College instructor turns to typewriters to curb AI-written work

Assessment in the age of AI

  • Many instructors are shifting back to in‑person, paper-based quizzes and exams to make AI‑assisted cheating harder.
  • Some already had “AI‑proof” structures: heavy weight on proctored written exams, projects defended line‑by‑line in person, or handwritten coding exams.
  • Others argue too much exam weight is unfair (high‑stakes, time‑pressured, artificial compared to real work where references and tools are allowed).

Exams vs. “real life”

  • One side: real work often allows Googling/LLMs; exams and whiteboard interviews are unlike anything in adult life, so designing around them is misguided.
  • Other side: many roles require fast recall and reasoning under pressure (incidents, exec meetings, interviews); exams are a proxy for this and for verifying individual competence.
  • Several note the real problem is poorly designed exams, not exams per se.
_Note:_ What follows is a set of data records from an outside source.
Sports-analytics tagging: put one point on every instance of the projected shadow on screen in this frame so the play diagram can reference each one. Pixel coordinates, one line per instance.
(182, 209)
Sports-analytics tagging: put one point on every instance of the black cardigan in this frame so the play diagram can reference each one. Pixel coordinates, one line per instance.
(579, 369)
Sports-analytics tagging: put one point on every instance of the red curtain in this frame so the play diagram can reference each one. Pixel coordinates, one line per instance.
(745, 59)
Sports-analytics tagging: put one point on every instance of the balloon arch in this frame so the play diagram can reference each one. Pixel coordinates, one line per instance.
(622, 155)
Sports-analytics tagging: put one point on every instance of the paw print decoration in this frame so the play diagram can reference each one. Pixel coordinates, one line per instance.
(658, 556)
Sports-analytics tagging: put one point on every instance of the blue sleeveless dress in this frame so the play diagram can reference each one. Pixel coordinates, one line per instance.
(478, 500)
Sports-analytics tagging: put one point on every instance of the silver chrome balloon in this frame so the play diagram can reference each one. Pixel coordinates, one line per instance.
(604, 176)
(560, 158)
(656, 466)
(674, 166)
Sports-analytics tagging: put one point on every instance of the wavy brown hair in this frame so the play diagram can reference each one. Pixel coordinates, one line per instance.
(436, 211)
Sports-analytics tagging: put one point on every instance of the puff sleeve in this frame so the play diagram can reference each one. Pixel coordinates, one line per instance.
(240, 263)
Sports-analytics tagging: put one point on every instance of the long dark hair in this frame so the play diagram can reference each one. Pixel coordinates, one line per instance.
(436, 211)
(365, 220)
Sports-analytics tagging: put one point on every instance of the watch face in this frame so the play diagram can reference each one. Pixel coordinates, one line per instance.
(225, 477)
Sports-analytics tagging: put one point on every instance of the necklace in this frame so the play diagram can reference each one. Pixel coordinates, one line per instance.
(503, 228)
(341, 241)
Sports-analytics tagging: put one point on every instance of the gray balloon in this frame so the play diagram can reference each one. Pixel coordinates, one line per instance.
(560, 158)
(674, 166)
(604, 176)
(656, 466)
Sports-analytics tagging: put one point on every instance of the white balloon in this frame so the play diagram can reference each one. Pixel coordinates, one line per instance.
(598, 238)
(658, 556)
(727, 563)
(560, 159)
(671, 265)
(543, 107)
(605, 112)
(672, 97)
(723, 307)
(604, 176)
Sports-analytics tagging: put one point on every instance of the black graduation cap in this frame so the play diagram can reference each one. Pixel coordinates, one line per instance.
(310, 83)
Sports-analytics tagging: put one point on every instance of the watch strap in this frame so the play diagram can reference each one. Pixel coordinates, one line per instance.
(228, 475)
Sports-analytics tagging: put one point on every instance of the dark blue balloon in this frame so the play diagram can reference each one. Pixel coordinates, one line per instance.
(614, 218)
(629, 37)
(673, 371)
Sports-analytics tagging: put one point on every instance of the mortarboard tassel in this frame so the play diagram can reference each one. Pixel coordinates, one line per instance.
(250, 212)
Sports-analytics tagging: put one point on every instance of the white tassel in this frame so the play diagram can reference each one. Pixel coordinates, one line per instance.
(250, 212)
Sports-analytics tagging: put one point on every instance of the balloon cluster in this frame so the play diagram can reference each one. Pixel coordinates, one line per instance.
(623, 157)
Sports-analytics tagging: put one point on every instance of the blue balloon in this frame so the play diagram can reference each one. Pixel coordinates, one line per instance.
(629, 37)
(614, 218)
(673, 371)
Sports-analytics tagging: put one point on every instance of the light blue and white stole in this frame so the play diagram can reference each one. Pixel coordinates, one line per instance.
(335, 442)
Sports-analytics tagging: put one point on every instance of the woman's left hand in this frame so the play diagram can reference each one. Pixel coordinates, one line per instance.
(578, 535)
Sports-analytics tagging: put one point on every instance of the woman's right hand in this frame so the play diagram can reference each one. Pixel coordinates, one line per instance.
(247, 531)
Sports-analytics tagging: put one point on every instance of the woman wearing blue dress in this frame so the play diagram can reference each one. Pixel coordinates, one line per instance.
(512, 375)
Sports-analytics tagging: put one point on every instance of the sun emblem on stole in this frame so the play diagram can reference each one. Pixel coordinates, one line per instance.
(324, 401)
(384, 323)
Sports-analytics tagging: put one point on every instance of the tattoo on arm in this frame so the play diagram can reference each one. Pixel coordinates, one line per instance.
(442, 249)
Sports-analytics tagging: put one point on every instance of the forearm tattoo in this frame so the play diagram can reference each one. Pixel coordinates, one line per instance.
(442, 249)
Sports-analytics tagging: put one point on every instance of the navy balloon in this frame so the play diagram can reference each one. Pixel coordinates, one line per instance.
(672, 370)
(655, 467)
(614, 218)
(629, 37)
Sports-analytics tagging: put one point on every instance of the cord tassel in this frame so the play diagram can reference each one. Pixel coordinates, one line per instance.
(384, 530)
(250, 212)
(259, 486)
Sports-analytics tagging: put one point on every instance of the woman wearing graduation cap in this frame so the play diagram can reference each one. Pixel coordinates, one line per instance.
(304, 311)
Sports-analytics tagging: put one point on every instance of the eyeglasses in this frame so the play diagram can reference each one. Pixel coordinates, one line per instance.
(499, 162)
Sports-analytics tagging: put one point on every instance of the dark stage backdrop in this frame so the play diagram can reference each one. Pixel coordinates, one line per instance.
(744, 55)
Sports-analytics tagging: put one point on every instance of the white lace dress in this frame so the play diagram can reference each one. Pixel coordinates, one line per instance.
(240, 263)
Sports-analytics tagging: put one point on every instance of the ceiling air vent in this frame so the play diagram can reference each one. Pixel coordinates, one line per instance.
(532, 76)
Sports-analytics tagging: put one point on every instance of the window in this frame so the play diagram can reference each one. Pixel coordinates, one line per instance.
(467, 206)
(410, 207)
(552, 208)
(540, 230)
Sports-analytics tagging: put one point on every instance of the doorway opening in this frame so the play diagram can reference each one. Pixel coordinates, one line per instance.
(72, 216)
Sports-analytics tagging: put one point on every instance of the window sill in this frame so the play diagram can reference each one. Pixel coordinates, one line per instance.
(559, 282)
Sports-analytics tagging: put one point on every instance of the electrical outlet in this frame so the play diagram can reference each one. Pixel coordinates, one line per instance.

Oral and in‑person evaluation

  • Some report systems where oral exams determine most of the grade; cheating is rare but bias risk is high, especially when a single professor controls a mandatory course.
  • Defenders say commissions and written records mitigate abuse; critics say power dynamics still make contesting bias risky.

AI: ban, ignore, or integrate?

  • “Ban AI” camp: AI lets students skip the learning process, devalues degrees, and harms honest students (especially under curves).
  • “Integrate AI” camp: like calculators or compilers, AI should be taught as a core tool; design assignments where using AI still requires understanding, or where AI output is only a starting point.
  • Some propose splitting: early years focus on fundamentals without AI; later years focus on doing harder work with AI.

Tool analogies and equity concerns

  • Frequent comparisons to calculators, tractors, gyms, and running water; disagreement over whether LLMs are comparable, since they’re non‑deterministic and usually subscription‑based.
  • Requiring paid AI tools is seen as widening inequality; others note local/cheaper models exist but may not match top-tier systems.

Cheating, credentials, and labor market

  • Widespread AI‑assisted cheating plus weak enforcement may push employers to rely more on their own high‑stakes screening.
  • Some argue many white‑collar jobs demand little true competence anyway; others expect AI will expose and eliminate low‑value “text-shuffling” roles.